These days it seems as though every time one legal issue gets dismissed, three more spring up in its place—it’s like the Hydra of Greek myth got itself a law degree. I suppose if Hercules were around, he’d be wearing a $2000 Armani lion-skin and mucking out court rooms.
But he’s not, so it’s up to us to keep you apprised of all the legal wheelings and dealings that touch upon the world of Apple while we hold out for a hero.
What’s so egregious here? Well, according to Affinity, Apple has violated the first of those patents by producing the iPod, iPod touch, and iPhone and the second by selling the iPhone alone. And it’s done both despite having been told by Affinity that it’s in violation. Imagine! The nerve!
Affinity has asked the courts to prevent further infringement and, you know, if it’s not too much trouble, award monetary damages. The company’s suit also names AAMP, a Florida-based car audio company, as a defendant.
If the name Affinity Labs sounds familiar, it’s not that you have a bad case of “déjà sue”; Affinity previously sued Apple in March 2009 over two separate patents, which it claimed were violated by the App Store, the iTunes mobile app, and the process of transferring purchased digital music to an iPod via a computer. That case appears to still be pending in a Northern California District Court.
Besides being full of the kind of wrangling you’d expect, the objection also brings to light a couple of interesting points—notably, that Lodsys apparently doesn’t have a full copy of its license with Apple; the company accuses Cupertino of deliberately withholding the full terms of the agreement.
But how could that be? After all, doesn’t this whole thing revolve around the licensing terms? Both Mueller and intellectual property expert Patrick Igoe come to the same conclusion: Since Lodsys’s patents were purchased from IP firm Intellectual Ventures, an existing confidentiality agreement with IV may allow (or require) Apple to keep the terms hush-hush—even from Lodsys—unless ordered by a court.

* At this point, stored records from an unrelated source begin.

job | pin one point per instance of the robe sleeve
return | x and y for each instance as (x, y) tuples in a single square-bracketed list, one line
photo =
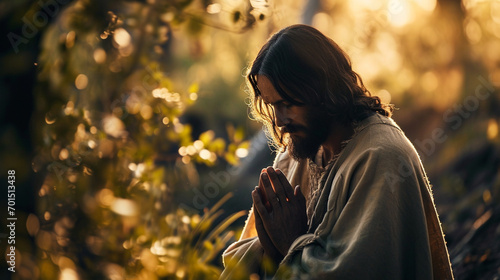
[(374, 226), (245, 256)]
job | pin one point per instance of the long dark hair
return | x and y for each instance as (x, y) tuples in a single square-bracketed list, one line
[(308, 68)]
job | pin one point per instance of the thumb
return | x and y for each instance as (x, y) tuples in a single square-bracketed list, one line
[(298, 193)]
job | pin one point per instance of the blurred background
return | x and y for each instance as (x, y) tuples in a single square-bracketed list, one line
[(127, 127)]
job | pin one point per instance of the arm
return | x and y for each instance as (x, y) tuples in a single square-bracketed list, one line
[(374, 226)]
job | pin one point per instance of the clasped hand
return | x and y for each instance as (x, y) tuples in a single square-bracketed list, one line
[(280, 213)]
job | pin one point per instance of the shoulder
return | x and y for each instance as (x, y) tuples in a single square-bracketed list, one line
[(379, 134)]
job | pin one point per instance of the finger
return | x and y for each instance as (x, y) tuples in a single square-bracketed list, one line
[(271, 195), (259, 206), (286, 185), (263, 195), (276, 183)]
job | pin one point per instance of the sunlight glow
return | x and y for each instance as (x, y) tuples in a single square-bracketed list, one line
[(214, 8), (81, 81), (124, 207), (492, 129), (241, 152), (121, 37), (205, 154)]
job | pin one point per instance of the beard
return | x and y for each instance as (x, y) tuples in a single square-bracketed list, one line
[(316, 132)]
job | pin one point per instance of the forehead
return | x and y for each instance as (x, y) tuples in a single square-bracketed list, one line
[(267, 90)]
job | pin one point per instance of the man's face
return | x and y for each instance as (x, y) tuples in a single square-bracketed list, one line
[(307, 127)]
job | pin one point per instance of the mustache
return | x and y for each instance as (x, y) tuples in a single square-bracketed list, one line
[(292, 128)]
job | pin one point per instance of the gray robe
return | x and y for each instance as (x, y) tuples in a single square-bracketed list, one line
[(375, 218)]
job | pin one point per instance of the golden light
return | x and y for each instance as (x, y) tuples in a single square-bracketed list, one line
[(81, 81), (492, 131), (427, 5), (63, 154), (121, 37), (68, 274), (429, 81), (132, 166), (105, 197), (70, 39), (400, 13), (146, 112), (191, 150), (148, 260), (49, 120), (69, 108), (44, 190), (205, 154), (384, 96), (241, 152), (91, 144), (495, 11), (113, 126), (32, 224), (198, 144), (214, 8), (99, 55), (186, 159), (473, 31), (124, 207), (140, 169), (158, 249), (182, 151)]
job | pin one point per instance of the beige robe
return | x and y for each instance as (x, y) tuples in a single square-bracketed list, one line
[(375, 218)]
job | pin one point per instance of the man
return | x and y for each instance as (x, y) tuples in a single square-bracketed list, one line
[(362, 206)]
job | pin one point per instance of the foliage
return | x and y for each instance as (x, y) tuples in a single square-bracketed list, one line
[(116, 151)]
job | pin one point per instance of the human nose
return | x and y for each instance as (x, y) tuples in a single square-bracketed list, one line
[(282, 116)]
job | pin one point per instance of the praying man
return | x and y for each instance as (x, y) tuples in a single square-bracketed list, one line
[(347, 196)]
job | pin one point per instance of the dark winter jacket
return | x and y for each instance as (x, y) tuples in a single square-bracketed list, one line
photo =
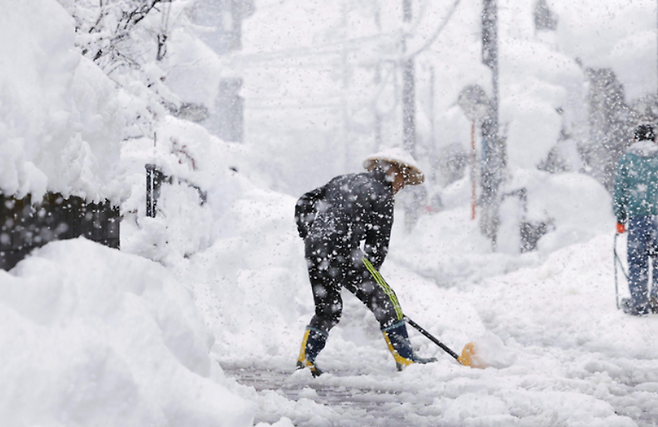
[(636, 183), (346, 211)]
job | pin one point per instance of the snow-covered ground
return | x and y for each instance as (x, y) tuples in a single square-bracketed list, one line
[(198, 319)]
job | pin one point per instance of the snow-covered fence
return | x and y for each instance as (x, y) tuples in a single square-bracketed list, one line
[(26, 224)]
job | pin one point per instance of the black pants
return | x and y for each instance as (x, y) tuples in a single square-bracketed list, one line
[(331, 267)]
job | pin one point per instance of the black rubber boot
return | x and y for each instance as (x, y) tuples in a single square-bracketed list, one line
[(313, 342), (397, 339)]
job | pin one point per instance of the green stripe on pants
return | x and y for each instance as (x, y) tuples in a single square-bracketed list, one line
[(387, 289)]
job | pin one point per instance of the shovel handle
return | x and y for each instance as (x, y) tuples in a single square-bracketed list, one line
[(432, 338)]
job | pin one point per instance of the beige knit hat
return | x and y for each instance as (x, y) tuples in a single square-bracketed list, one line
[(397, 156)]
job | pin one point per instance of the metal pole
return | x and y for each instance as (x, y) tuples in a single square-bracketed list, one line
[(473, 174), (493, 150), (408, 92)]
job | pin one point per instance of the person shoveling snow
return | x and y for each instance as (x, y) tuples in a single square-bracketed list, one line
[(333, 220), (636, 204)]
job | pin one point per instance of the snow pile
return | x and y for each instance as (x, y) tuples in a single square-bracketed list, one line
[(60, 117), (92, 336)]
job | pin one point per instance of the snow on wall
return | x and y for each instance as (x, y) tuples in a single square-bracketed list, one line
[(60, 118), (93, 336)]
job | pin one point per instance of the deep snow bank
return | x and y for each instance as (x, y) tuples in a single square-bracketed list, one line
[(60, 118), (93, 336)]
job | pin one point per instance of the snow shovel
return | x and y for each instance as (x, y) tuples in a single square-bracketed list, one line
[(621, 266), (468, 356)]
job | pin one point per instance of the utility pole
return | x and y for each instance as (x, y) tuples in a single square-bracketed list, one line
[(493, 149), (408, 91)]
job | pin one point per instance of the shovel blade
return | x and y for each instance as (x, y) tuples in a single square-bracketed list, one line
[(470, 357)]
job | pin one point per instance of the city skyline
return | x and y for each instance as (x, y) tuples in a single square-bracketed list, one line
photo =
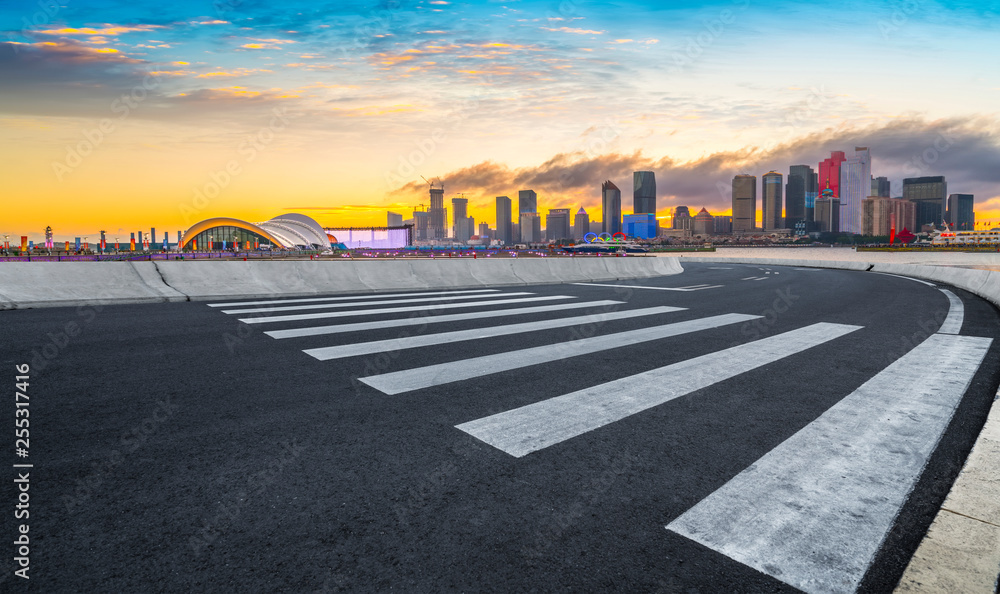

Unsurprisingly, this all boils down to more delays, as Apple will likely now try to defend its intent to intervene, which will in turn likely require a hearing. Meanwhile, the fates of several independent developers continue to hang in the balance.
It’s pronounced “sthree”
Sometimes you win, and sometimes you lose. Apple got a little of both in a recent decision from the U.S. International Trade Commission, which ruled that the Mac OS infringes two patents held by a company called S3. In particular, the patents deal with texture compression in graphics chips. However, the ruling wasn’t all bad news: Parts of those patents, along with two other patents S3 was alleging Apple had infringed, were deemed invalid.
The ITC’s full six-member commission has to review Judge James Gildea’s findings, but if it passes that hurdle, the organization can potentially prevent some Macs from being imported into the U.S. However, the iPad and iPhone are clear of any penalties because of the two invalidated patents. In addition, Macs that use Nvidia graphics cards—the MacBook, MacBook Air, and Mac mini—have also escaped, since the ruling declares them to have an implied license.
Also worth noting? Earlier this month, S3 got itself snapped up by none other than HTC, a move the Taiwan-based company made in order to bolster its own patent dispute with Apple. The $300 million deal is still in the process of being finalized, but it seems pretty clear this is just another move in the arms race portion of the patent war.
Franken-ly, my dear…
Senator Al Franken (D-MN) is speaking out against the proposed merger between rival cell-phone carriers AT&T and T-Mobile. In a lengthy letter to the Federal Communications Commission and Department of Justice, he urged the government agencies to deny the deal, stating that it would stifle competition, raise prices, potentially reduce jobs, and generally be a “bad thing.” (We’re reading between the lines on that last part.)
In his letter, Franken points to the long history of AT&T’s control of the domestic telephone market, a monopoly that wasn’t broken up until 1984, as well as other mergers and acquisitions that the government previously sought fit to block because of anticompetitive reasons.
However, his pleas may fall on deaf ears. Franken also campaigned vociferously against the Comcast/Universal merger, but that deal still won federal approval earlier this year. So perhaps it’s time we all prepare ourselves for a future managed by increasingly giant corporations, who only have our best interests at heart—right?